Guest article by Garreth Elston, Golden Section
February 10 2025 22:30

Garreth Elston – Golden Section
The SA listed property index fell 2.89% in January, reversing December’s gain and highlighting the fact that despite being thousands of miles from the world’s touchpoints South Africa’s markets cannot escape global uncertainty and its negative impact. There were only eleven listed property companies up out of forty-five. Exemplar, a township and rural focussed retail Reit (and one of our top picks to offset market volatility due to its daily necessity and convenience focus) delivered a very solid 14.58% return. The majority of large SA REITs disappointed, with only NEPI ending positively.
While early market updates provided in the month indicate that most companies had a solid fourth quarter, investors appear to be taking a risk off approach to listed property.
As was widely expected, the USA’s Federal Reserve kept rates steady at its first meeting in 2025, and Open Market Committee decided to leave the benchmark federal-funds rate at its current range of around 4.3%following three consecutive rate cuts beginning in September 2024. Fed Chair Jerome Powell stated that “we do not need to be in a hurry to adjust our policy stance.”
It therefore seems likely, barring a Trump driven major event) that the Fed is likely to once again hold steady at its next meeting in March. As expected, President Trump slammed the Fed and Powell and continued his meddling and demands for lower rates. The markets certainly hope that the USA doesn’t attempt an Erdoğan level of meddling.
The day after the Fed announcement, the South African Reserve Bank Monetary Policy Committee (MPC) cut interest rates by 25 basis points, citing easing inflation but maintained a hawkish stance. The decision was split, with two of the six members of the MPC voting for an unchanged policy rate. The SARB stated that it is optimistic about long-term growth prospects, expecting GDP growth to reach 2% by 2027, supported by a gradual rebalancing of the economy, higher investment levels particularly in infrastructure and network industries and recovery in mining and manufacturing output. The next MPC meeting is scheduled for March 20th 2025.
The cut will assist listed property companies as borrowing costs decrease, but the concern remains that the SARB is underestimating potential growth and remains behind the curve on cutting rates to a more practical level.
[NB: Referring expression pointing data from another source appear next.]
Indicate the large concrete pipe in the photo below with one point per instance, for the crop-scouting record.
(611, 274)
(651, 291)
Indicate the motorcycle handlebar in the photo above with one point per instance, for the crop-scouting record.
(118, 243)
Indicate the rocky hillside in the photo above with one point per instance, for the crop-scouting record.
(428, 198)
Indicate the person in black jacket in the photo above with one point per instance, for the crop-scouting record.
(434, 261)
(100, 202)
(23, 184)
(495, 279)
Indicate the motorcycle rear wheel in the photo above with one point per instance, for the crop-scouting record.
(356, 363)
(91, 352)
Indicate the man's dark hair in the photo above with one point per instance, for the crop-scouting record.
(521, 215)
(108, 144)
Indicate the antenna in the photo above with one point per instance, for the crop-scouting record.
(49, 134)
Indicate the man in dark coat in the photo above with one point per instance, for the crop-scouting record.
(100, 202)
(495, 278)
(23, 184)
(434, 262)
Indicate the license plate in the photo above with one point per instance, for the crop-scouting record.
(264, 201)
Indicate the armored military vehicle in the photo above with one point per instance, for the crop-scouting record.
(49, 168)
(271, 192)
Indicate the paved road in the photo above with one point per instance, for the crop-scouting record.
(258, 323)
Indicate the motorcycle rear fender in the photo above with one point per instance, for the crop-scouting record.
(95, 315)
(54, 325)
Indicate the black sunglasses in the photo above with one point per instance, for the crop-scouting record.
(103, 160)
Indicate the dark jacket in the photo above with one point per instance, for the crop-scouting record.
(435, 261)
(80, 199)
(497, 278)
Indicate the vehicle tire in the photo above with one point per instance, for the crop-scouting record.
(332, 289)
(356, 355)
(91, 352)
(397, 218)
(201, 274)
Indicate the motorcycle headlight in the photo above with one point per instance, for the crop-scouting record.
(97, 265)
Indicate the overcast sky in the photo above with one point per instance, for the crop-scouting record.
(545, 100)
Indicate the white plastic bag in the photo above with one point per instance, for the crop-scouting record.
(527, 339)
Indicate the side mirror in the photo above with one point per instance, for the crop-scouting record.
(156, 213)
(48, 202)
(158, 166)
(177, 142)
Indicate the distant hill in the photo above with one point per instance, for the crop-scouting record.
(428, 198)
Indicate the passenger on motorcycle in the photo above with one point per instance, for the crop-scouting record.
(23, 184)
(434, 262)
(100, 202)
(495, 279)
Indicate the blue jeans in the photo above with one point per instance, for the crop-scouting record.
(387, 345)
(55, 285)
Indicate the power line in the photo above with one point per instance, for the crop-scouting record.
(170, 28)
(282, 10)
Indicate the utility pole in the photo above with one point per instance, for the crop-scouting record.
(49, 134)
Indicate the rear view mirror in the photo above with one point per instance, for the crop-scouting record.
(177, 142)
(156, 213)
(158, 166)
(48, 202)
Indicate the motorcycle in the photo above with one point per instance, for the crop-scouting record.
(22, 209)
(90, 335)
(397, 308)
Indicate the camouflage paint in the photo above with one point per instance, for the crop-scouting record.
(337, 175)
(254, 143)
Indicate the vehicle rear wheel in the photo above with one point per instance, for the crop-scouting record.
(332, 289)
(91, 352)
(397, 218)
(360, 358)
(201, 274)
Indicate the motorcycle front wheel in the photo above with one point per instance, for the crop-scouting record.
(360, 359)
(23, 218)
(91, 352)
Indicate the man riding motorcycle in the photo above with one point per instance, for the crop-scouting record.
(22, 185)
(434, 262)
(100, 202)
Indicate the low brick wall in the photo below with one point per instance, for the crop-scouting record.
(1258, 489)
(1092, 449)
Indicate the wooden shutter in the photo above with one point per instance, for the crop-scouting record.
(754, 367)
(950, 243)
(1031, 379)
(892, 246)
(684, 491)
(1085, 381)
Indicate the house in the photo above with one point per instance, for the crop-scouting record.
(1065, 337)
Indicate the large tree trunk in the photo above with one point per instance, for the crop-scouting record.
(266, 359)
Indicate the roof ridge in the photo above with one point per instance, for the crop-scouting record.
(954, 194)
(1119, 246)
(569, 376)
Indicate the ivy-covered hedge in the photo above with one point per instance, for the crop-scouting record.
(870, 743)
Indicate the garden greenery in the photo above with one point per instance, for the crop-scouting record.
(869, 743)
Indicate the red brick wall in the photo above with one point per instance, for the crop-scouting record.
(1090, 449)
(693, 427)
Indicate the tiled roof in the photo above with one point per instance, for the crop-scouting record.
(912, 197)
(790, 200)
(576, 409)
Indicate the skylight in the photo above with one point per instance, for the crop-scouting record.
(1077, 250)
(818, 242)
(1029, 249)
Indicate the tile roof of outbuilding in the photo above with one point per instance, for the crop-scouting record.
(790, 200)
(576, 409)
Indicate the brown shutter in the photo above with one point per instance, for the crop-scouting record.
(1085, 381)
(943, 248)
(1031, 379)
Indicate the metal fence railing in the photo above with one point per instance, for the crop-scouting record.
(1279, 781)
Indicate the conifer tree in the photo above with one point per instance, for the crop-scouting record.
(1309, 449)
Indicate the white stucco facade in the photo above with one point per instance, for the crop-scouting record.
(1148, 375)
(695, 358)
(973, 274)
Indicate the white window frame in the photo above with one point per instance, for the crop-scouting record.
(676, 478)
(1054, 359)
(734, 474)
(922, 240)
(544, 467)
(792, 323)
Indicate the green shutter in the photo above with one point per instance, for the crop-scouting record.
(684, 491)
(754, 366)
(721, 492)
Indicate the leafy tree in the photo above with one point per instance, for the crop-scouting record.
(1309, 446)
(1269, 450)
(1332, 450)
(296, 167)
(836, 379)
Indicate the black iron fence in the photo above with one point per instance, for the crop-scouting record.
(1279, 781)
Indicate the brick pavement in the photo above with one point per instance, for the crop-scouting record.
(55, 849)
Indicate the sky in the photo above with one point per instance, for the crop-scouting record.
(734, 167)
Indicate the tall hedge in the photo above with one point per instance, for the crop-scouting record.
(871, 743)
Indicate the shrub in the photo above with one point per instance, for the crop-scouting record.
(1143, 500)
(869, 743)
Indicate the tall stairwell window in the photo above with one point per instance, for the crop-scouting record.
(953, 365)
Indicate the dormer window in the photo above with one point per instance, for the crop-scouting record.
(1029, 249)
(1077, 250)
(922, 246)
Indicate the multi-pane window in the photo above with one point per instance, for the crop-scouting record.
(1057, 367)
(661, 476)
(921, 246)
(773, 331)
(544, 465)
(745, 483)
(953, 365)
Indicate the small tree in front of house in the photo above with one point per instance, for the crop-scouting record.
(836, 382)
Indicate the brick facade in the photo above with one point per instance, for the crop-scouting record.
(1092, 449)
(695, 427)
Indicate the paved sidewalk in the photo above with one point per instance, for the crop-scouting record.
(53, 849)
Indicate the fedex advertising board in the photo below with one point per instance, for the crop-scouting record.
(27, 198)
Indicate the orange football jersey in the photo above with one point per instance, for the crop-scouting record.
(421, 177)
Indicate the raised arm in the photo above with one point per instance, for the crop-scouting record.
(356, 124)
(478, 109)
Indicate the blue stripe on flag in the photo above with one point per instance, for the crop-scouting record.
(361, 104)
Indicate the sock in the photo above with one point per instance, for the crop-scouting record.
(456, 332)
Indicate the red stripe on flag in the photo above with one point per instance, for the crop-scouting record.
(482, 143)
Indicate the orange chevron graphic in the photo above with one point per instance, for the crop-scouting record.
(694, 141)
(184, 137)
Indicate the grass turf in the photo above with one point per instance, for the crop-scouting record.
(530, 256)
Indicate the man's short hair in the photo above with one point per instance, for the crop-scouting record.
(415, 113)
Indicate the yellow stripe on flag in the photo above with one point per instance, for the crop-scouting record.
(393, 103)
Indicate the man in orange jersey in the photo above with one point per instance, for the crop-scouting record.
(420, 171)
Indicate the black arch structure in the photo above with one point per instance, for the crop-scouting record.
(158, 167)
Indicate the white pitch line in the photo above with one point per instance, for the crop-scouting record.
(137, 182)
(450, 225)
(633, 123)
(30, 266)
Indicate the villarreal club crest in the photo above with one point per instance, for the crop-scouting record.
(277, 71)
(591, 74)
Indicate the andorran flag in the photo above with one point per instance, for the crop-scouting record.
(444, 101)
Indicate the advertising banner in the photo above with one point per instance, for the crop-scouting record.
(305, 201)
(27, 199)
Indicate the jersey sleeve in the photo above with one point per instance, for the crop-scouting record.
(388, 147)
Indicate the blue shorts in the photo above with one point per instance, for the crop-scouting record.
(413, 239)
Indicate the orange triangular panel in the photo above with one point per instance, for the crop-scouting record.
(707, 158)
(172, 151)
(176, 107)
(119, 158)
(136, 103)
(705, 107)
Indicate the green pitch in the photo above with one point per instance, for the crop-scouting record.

Adding in the uncertainty impacts from the bizarre first week of the Trump administration and its potential ongoing impact on South Africa, coupled to the MPC’s hawkishness, it would appear that the probability of a rate cut in March has dropped to 40%. We are not convinced that SA will see much more in terms of interest rate cuts considering the current global economic situation. Without some meaningful positive developments, expect February to be a bit of a bumpy month for listed real estate. Strap in, it’s going to be a bumpy ride with some surprises.